Working on an article about PR and technology stuff which has led to a PR surfing technology frenzy. Some links worthy of recording, probably more for myself than anyone else. From Bayosphere – Dan Gilmore – some snippets that relate to my research but I do strongly encourage reading the entire post to put it in context.
Nicholas Carr – The amorality of Web 2.0
And so all the things that Web 2.0 represents – participation, collectivism, virtual communities, amateurism – become unarguably good things, things to be nurtured and applauded, emblems of progress toward a more enlightened state. But is it really so?
and further down some world saving concepts with the point that we need to consider both sides:
And yet, at its best, the mainstream media is able to do things that are different from – and, yes, more important than – what bloggers can do.

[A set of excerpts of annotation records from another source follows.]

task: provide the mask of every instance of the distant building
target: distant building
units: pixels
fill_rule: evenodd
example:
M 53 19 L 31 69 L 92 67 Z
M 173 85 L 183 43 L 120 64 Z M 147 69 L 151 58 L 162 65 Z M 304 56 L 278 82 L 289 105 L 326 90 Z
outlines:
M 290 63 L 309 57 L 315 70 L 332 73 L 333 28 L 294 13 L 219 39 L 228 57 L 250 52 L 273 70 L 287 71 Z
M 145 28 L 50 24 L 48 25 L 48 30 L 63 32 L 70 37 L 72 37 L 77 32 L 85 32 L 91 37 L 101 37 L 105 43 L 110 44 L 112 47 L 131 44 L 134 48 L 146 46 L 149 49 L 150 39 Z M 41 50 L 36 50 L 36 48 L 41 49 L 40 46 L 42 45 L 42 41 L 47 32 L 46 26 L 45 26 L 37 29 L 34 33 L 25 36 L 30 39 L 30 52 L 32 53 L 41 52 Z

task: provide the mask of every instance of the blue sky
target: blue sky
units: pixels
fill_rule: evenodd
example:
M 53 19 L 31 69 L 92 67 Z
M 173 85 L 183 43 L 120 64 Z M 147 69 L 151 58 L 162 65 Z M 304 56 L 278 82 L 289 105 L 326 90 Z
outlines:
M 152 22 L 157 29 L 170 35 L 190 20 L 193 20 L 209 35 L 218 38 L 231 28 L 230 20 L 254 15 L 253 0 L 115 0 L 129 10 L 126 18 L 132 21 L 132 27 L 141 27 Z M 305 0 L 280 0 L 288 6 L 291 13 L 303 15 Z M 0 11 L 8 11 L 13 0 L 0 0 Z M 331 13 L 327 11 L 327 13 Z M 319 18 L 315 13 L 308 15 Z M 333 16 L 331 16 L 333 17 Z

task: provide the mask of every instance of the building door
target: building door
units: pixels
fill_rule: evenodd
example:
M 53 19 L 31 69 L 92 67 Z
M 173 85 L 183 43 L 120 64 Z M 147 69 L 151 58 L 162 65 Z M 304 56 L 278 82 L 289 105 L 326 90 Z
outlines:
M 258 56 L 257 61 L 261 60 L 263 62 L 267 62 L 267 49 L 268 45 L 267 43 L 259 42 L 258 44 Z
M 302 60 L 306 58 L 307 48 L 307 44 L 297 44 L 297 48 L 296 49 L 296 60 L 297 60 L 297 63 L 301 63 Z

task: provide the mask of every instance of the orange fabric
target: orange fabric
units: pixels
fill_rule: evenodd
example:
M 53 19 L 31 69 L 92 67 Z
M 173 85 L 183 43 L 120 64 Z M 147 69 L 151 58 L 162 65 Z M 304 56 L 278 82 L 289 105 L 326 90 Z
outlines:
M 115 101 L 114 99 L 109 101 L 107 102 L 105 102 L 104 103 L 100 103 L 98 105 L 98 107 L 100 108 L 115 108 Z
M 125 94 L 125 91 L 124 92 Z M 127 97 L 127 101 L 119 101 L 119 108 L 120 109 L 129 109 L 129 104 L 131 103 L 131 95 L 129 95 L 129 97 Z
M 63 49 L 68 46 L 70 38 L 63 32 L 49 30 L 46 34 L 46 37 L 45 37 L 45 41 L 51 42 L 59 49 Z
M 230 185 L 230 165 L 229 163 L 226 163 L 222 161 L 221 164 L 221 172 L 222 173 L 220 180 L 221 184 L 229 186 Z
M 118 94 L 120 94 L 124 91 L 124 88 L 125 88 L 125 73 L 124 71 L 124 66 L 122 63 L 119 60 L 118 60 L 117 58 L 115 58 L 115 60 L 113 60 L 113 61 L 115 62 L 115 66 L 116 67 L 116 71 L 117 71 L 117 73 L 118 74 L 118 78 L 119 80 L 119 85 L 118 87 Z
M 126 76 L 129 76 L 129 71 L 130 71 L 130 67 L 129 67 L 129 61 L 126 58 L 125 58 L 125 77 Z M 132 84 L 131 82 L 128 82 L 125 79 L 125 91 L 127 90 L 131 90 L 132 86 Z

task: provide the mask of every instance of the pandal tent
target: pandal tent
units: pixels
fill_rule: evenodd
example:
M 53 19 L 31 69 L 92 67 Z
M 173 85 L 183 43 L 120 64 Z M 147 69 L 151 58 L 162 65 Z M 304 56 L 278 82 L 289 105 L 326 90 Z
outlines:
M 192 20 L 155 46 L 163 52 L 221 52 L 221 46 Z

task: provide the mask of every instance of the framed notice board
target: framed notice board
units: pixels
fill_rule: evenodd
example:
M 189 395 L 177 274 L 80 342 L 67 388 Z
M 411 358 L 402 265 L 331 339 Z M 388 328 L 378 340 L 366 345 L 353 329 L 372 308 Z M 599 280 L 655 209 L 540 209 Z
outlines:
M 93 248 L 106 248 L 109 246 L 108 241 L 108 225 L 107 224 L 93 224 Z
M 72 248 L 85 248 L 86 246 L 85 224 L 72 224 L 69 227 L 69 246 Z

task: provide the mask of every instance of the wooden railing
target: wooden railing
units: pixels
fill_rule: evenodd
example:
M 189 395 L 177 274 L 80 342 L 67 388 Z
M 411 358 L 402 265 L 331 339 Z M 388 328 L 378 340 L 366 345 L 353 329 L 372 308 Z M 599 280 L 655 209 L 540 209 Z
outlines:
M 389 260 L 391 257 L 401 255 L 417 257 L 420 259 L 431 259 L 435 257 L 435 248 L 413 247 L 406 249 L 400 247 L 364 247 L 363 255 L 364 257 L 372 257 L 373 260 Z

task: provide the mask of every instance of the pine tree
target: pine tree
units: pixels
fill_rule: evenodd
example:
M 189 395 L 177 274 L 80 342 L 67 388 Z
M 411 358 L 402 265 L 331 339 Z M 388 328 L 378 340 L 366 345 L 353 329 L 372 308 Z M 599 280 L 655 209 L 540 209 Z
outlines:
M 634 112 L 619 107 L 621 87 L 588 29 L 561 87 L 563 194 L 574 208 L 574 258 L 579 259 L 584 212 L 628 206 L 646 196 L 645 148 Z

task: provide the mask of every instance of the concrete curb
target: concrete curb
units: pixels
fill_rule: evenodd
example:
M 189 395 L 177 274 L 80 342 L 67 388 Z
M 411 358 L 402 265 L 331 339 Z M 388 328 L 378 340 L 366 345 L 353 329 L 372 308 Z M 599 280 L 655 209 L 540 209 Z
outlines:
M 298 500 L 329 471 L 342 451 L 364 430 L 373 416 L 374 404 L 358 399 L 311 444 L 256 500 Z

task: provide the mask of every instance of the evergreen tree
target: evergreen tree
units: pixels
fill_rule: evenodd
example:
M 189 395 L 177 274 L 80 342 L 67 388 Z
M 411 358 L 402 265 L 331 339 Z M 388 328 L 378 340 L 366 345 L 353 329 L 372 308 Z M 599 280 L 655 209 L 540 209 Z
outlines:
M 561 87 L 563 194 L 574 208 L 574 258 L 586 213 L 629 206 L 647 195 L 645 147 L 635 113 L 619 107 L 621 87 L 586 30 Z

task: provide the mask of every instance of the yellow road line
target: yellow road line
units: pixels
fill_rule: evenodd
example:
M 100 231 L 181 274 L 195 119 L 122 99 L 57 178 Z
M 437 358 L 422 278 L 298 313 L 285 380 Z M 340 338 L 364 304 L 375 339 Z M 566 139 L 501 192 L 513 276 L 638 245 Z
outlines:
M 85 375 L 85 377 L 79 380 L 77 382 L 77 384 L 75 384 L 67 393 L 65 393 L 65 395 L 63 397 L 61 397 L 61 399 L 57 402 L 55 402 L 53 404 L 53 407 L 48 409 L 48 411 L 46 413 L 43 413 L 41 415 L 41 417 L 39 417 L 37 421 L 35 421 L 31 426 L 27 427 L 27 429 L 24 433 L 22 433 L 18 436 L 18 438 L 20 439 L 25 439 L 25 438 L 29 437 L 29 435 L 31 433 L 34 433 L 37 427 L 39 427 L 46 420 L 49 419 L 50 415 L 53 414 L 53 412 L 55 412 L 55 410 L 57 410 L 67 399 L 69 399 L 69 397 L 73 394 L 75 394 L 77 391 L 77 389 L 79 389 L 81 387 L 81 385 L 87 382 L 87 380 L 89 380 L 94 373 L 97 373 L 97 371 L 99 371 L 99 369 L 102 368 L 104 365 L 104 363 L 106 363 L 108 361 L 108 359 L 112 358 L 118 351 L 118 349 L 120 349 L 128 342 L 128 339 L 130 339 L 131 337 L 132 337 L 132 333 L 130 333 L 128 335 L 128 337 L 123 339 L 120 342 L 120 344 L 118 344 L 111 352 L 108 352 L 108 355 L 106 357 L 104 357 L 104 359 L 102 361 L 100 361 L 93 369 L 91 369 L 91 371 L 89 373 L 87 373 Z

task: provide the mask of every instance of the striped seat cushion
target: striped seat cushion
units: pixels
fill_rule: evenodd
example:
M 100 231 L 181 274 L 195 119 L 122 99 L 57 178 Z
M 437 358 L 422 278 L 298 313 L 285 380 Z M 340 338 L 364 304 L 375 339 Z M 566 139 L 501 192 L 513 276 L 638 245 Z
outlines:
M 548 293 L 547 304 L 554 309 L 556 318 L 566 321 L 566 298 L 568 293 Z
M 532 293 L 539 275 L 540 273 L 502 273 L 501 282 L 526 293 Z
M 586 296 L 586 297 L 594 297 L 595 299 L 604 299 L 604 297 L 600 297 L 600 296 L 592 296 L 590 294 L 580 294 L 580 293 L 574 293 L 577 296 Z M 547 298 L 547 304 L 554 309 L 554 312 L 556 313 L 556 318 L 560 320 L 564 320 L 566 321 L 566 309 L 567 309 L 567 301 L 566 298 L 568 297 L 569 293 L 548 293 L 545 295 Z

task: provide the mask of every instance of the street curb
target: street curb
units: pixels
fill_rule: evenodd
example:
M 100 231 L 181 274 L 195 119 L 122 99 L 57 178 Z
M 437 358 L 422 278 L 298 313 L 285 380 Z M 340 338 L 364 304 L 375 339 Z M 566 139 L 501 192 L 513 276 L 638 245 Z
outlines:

Those despised "people in a back room" can fund in-depth reporting and research. They can underwrite projects that can take months or years to reach fruition – or that may fail altogether. They can hire and pay talented people who would not be able to survive as sole proprietors on the Internet. They can employ editors and proofreaders and other unsung protectors of quality work. They can place, with equal weight, opposing ideologies on the same page. Forced to choose between reading blogs and subscribing to, say, the New York Times, the Financial Times, the Atlantic, and the Economist, I will choose the latter. I will take the professionals over the amateurs.
But I don’t want to be forced to make that choice.
and in closing
Like it or not, Web 2.0, like Web 1.0, is amoral. It’s a set of technologies – a machine, not a Machine – that alters the forms and economics of production and consumption. It doesn’t care whether its consequences are good or bad.
He is stating that web 2.0 tech is like a gun. It can be used for good or evil. And aren’t we supposed to hate the sin but love the sinner? Another take-away is that MSM is really venture capital for reporting – and while we aren’t all VC types, I do recognize the value going public through vc brought to google and hence all of us.
I also spent some time on theNewPR wiki and I find it lacking in relevant content. There are lists of who to pitch, which from a content perspective makes it more like an AMA wiki than a strategic PR tool. Arrrgh. And yes I should go post, but I have to admit that the login is an obstacle, mostly for fear of the "approved" process. I am not Steve Rubel and don’t pretend to be. I register all the time for sites, and who hasn’t had a wikipedia entry rolled back, but the approval process is a weird mental process that is currently enough to stop my participation.